This high degree of accuracy moves the test one step closer to replacing costly brain scans and spinal taps, even if it is still in the research phase.
At this time, individuals who have a suspicion that they may be suffering from Alzheimer’s disease are typically required to go through intrusive, painful, and expensive brain scans or spinal taps before they are given a diagnosis. At that point, symptoms have already started to manifest, which means that they and their families have less time to make the required adjustments to their lifestyle and healthcare decisions. What if, however, medical professionals were able to detect Alzheimer’s disease in patients before they started experiencing memory loss?
A novel blood test that was developed by ALZpath, a medical diagnostics firm based in California, contains this concept as its core concept. At the moment, the test, which is known as the ALZpath pTau217 assay, is only accessible to research organizations. These organizations are now conducting verification of the test’s effectiveness with individuals who are at risk of acquiring Alzheimer’s disease. In a study that looked at the outcomes of three different Alzheimer’s study cohorts, researchers from the University of Gothenburg in Sweden discovered that the pTau217 assay is extremely accurate and may soon be ready for use in clinical research.
Instead than needing patients to undergo brain scans or spinal taps, the pTau217 assay only takes a little blood sample from the patient. The phosphorylated tau 217, often known as p-Tau217, is a variation of the tau protein that is searched for as part of this sample. Tau and amyloid β-protein (Aβ) are both known to build in the brains of individuals who have Alzheimer’s disease, which makes them both effective biomarkers when it comes to diagnosing Alzheimer’s disease. However, when blood plasma is used as the testing medium, p-tau217 seems to perform better than other biomarkers associated to Alzheimer’s disease.
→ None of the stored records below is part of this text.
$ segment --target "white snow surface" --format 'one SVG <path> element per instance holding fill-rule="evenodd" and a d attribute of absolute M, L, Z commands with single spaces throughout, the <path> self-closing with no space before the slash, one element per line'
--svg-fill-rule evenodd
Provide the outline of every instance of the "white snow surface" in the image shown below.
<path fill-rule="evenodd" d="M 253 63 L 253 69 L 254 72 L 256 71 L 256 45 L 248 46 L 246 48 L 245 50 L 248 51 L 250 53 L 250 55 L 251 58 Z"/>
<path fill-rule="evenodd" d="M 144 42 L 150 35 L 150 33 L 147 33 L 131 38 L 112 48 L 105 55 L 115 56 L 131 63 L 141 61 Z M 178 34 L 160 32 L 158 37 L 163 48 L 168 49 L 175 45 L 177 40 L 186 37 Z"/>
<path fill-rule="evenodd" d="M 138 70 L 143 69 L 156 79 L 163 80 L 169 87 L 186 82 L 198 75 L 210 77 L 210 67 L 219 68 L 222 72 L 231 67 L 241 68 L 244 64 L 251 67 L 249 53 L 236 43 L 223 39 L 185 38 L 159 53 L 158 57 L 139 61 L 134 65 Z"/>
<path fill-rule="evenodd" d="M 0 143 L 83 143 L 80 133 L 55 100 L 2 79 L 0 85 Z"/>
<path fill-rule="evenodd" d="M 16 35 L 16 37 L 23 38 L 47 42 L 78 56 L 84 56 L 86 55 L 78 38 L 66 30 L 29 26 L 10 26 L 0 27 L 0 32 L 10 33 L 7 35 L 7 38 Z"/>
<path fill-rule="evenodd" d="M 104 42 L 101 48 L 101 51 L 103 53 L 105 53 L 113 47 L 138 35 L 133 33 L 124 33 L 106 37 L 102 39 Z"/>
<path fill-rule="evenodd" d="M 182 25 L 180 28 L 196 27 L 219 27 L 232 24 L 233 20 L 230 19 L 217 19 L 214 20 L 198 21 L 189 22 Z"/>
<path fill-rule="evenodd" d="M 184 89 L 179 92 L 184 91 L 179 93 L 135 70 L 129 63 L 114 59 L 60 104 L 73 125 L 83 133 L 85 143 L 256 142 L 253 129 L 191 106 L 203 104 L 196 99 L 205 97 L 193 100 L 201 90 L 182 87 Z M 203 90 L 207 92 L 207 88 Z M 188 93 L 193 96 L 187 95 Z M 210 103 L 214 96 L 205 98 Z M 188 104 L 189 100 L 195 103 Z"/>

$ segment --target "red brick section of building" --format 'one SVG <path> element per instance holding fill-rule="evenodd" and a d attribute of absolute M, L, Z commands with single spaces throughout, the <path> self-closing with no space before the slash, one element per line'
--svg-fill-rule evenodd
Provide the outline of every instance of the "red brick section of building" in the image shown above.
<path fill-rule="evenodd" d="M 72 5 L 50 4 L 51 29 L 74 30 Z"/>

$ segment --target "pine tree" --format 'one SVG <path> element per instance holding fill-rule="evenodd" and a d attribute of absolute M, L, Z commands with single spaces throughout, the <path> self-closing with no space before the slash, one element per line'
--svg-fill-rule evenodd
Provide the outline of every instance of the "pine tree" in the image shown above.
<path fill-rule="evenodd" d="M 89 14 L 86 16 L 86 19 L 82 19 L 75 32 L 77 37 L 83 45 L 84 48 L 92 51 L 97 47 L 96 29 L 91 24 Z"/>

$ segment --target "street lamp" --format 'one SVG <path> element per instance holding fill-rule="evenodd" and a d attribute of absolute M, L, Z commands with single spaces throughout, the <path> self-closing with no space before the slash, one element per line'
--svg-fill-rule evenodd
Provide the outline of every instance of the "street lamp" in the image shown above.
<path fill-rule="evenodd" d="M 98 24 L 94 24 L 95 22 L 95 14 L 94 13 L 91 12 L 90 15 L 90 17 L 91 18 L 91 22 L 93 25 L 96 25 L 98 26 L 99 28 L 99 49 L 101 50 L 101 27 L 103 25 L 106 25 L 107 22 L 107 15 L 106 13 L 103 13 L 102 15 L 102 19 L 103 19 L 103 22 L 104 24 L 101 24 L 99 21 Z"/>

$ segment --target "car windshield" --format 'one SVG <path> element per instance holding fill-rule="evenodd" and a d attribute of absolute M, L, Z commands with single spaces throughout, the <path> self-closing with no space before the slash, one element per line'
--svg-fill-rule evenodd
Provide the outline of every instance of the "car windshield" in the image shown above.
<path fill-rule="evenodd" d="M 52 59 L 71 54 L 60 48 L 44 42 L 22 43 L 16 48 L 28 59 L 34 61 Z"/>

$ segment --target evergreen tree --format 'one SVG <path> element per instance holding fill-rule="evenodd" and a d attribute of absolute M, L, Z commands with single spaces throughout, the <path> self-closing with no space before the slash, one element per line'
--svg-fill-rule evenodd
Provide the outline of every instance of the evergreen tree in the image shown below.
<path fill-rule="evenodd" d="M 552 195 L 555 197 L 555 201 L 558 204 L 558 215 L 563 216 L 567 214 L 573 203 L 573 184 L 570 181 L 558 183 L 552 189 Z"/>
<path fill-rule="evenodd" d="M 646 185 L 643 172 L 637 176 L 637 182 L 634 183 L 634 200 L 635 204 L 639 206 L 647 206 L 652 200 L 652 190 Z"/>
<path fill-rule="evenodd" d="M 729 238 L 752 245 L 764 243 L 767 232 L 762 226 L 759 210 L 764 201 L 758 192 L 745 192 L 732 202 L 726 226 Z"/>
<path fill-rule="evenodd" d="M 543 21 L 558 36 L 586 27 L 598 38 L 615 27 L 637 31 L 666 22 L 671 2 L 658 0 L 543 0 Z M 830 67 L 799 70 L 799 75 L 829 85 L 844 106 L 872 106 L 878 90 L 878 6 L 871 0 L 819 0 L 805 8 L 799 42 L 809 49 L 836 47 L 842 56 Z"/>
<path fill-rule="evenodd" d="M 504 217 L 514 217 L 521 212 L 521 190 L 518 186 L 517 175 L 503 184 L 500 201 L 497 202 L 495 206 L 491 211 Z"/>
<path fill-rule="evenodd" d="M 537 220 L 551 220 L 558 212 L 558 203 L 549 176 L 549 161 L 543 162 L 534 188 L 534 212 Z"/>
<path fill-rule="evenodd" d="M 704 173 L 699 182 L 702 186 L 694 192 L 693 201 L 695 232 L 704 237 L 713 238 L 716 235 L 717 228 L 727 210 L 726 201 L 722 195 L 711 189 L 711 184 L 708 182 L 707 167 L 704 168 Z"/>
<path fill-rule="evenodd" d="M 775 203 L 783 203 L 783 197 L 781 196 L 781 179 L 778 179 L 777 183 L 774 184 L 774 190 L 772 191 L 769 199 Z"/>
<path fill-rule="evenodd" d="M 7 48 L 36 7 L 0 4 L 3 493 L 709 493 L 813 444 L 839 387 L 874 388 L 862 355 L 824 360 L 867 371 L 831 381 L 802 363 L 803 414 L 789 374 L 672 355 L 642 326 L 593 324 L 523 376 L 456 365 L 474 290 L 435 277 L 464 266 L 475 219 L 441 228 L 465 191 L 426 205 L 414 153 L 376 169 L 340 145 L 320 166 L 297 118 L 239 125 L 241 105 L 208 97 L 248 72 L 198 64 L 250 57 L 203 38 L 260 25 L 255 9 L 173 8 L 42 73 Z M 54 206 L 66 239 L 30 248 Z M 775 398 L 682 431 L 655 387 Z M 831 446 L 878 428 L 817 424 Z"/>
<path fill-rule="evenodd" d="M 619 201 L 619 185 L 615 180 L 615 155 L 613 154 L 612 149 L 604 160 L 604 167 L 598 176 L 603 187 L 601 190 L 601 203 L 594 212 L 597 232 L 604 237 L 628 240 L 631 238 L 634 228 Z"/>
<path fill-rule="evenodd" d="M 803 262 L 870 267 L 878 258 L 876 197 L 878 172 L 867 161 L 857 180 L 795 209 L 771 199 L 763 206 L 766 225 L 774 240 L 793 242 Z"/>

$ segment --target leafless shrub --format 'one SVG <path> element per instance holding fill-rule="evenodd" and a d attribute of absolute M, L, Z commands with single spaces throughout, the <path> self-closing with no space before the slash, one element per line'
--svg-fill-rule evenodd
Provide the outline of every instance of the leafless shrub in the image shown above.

According to the findings of a longitudinal research conducted by the University of Gothenburg, the pTau217 test was able to correctly identify high levels of tau 97% of the time, making it an extremely accurate technique for diagnostic purposes. The researchers highlight that the test made it possible to “improve patient management and, ultimately, timely access to disease-modifying therapies.” This was made possible since the test monitored the participants’ p-Tau217 levels as they climbed over the course of the years.
However, the pTau217 assay is not the first blood test that focuses on Alzheimer’s disease. Approximately one year ago, researchers from the University of Washington made an announcement on SOBA, a test that is designed to detect clusters of Aβ in blood samples. Another test, known as AD-Detect, was also made accessible to consumers in the previous year. However, it is not possible to utilize it for the purpose of diagnosis; rather, it can only assist individuals in determining the likelihood that they may develop Alzheimer’s disease.
It is also possible to diagnose and treat Alzheimer’s disease using a wide variety of alternative methods. It would appear that an electroencephalography (EEG) headband that was developed in 2023 is capable of reliably monitoring people for indicators of the disease by identifying “spindles” in their brain waves. There is a possibility that a peptide developed at MIT could reduce the frequency of severe Alzheimer’s symptoms, while a medicine that is manufactured by the pharmaceutical giant Eli Lilly could help delay the emergence of severe Alzheimer’s symptoms. One of the most frequent supplements for bodybuilding was discovered to have the ability to protect against cognitive degeneration in the previous year. An multinational group of researchers is currently working on the development of a vaccine against Alzheimer’s disease in order to prevent memory loss from occurring in the first place.